Et où voulez-vous en venir ?

Qu’on le doit à la tentative d’Emmanuel Macron de faire du judo avec ce concept, qui a souvent été associé au nationalisme et à la monarchie. En 2019, quand on parlait des listes « souverainistes », on pensait surtout au RN, aux partisans du Frexit.

Or, depuis 7 ans, la majorité présidentielle s’efforce de faire rimer souveraineté avec « Europe »

Protectionnisme, puissance, indépendance ? Oui, mais « en Européens ».

Problème : Jordan Bardella fait la prise de judo inverse ! Puisqu’Emmanuel Macron change de dictionnaire politique, ce serait le signe de sa défaite idéologique. Les « patriotes » auraient converti les « progressistes » (ou « mondialistes » dans la bouche de Marine Le Pen).

Au contraire, répond le camp d’en face. Si le RN a adopté l’euro, si le RN joue le jeu des institutions et combat l’Europe de l’intérieur, faute de pouvoir le faire de l’extérieur, ce serait parce qu’Emmanuel Macron a « européanisé » le souverainisme !

Et vous y voyez une source de confusion ?

Littéralement, être « souverain », c’est se donner les moyens d’être maître chez soi

Or, au fil des crises, on a vu plusieurs souverainetés se télescoper dans les discours. Souveraineté « alimentaire », en pleine crise agricole. Pour sauver nos agriculteurs français. Le gouvernement faisait moins vibrer la corde européenne cet hiver ! Méchantes normes, et méchant Pacte Vert !

Souveraineté « sanitaire » : ou comment refaire du Doliprane made in France.

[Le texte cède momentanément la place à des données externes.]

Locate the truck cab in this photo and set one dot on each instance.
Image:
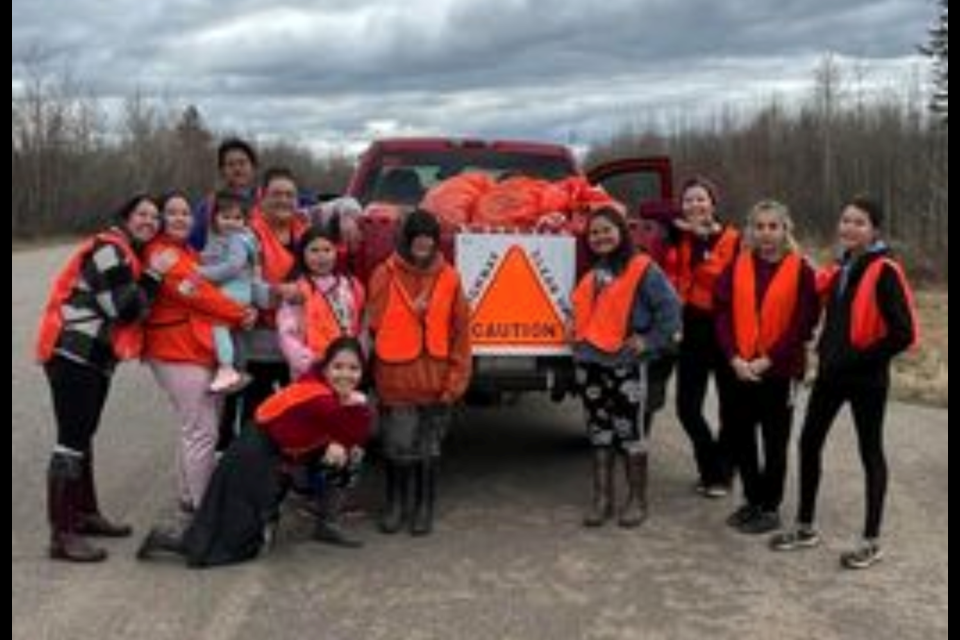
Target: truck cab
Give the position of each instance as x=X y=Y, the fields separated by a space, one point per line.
x=518 y=281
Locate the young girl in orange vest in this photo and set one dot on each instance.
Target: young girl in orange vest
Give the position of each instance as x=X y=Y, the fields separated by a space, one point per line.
x=321 y=420
x=330 y=303
x=90 y=322
x=625 y=314
x=766 y=310
x=419 y=323
x=869 y=319
x=704 y=249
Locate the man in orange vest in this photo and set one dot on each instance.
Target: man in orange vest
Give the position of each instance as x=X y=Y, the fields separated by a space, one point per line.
x=419 y=321
x=90 y=322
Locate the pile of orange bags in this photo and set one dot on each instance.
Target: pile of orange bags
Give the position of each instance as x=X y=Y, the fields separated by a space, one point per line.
x=522 y=203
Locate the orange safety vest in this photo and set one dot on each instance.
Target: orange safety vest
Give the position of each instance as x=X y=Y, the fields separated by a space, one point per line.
x=602 y=318
x=405 y=330
x=695 y=284
x=295 y=440
x=126 y=339
x=321 y=324
x=866 y=321
x=867 y=325
x=756 y=331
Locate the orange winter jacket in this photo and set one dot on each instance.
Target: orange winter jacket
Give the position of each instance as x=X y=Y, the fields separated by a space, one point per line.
x=695 y=282
x=179 y=327
x=126 y=339
x=419 y=319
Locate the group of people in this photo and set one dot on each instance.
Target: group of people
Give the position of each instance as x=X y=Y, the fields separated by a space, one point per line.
x=246 y=314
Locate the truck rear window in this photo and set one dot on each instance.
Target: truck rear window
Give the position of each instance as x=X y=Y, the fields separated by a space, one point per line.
x=403 y=177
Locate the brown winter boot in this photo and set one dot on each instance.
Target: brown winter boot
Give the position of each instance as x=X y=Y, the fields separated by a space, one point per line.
x=63 y=495
x=601 y=509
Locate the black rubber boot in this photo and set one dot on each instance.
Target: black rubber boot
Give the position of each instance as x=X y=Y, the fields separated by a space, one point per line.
x=396 y=511
x=634 y=509
x=601 y=508
x=425 y=495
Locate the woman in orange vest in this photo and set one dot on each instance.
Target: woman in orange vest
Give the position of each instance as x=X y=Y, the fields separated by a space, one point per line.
x=419 y=323
x=180 y=349
x=92 y=321
x=625 y=314
x=869 y=319
x=322 y=421
x=766 y=310
x=330 y=303
x=277 y=224
x=704 y=249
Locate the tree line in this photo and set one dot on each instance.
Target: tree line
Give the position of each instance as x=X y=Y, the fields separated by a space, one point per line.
x=817 y=152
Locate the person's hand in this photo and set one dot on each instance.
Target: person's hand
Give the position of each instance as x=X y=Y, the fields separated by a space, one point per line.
x=636 y=344
x=288 y=292
x=162 y=261
x=759 y=366
x=335 y=455
x=743 y=370
x=249 y=317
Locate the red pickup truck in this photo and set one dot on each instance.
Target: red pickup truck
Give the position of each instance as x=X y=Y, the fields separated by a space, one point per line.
x=518 y=281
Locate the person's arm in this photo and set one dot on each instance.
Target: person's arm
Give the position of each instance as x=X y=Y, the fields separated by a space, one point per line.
x=120 y=296
x=658 y=296
x=461 y=352
x=290 y=336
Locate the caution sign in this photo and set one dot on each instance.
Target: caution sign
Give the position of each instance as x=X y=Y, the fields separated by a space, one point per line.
x=519 y=290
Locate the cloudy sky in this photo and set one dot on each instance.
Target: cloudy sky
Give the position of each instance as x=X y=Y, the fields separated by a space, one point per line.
x=330 y=73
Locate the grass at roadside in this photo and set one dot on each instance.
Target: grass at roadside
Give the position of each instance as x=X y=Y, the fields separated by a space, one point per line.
x=921 y=375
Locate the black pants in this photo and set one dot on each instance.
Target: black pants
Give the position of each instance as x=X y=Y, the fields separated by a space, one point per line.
x=239 y=408
x=79 y=393
x=761 y=409
x=713 y=454
x=868 y=405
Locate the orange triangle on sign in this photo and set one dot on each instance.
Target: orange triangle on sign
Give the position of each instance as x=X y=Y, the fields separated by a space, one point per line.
x=515 y=310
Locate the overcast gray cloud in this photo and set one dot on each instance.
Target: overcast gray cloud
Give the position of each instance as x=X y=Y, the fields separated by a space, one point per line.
x=326 y=72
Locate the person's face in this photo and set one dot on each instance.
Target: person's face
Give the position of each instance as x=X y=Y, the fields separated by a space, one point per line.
x=770 y=233
x=343 y=372
x=698 y=207
x=177 y=218
x=280 y=199
x=422 y=249
x=603 y=237
x=230 y=220
x=143 y=222
x=855 y=231
x=237 y=170
x=320 y=256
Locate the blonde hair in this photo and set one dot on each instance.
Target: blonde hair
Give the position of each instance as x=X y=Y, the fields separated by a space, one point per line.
x=782 y=213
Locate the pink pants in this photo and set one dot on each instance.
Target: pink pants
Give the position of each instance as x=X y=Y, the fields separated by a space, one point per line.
x=187 y=386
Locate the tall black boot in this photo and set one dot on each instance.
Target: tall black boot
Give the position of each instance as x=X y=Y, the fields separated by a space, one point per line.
x=63 y=496
x=329 y=528
x=601 y=508
x=425 y=495
x=90 y=522
x=397 y=509
x=634 y=509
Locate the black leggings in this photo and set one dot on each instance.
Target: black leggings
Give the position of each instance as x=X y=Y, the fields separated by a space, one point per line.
x=868 y=405
x=79 y=393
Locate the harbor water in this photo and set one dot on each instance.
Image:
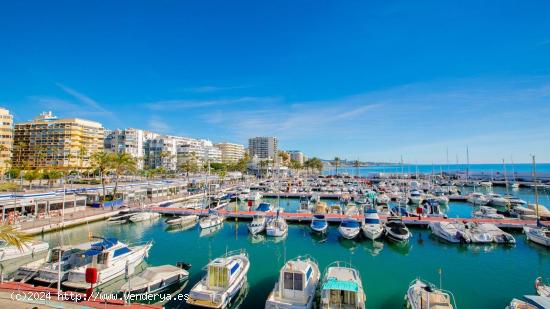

Souveraineté énergétique : cocorico pour l’atome français et l'EPR ! Souveraineté militaire ? Là, Emmanuel Macron change d’échelle quand il veut faire bénéficier toute l’Europe de notre dissuasion nucléaire.

D’où le risque de confusion… Peut-on penser la souveraineté en dehors des frontières d’un Etat ? L’Europe est-elle suffisamment avancée, institutionnellement, pour acquérir de nouveaux attributs de souveraineté ?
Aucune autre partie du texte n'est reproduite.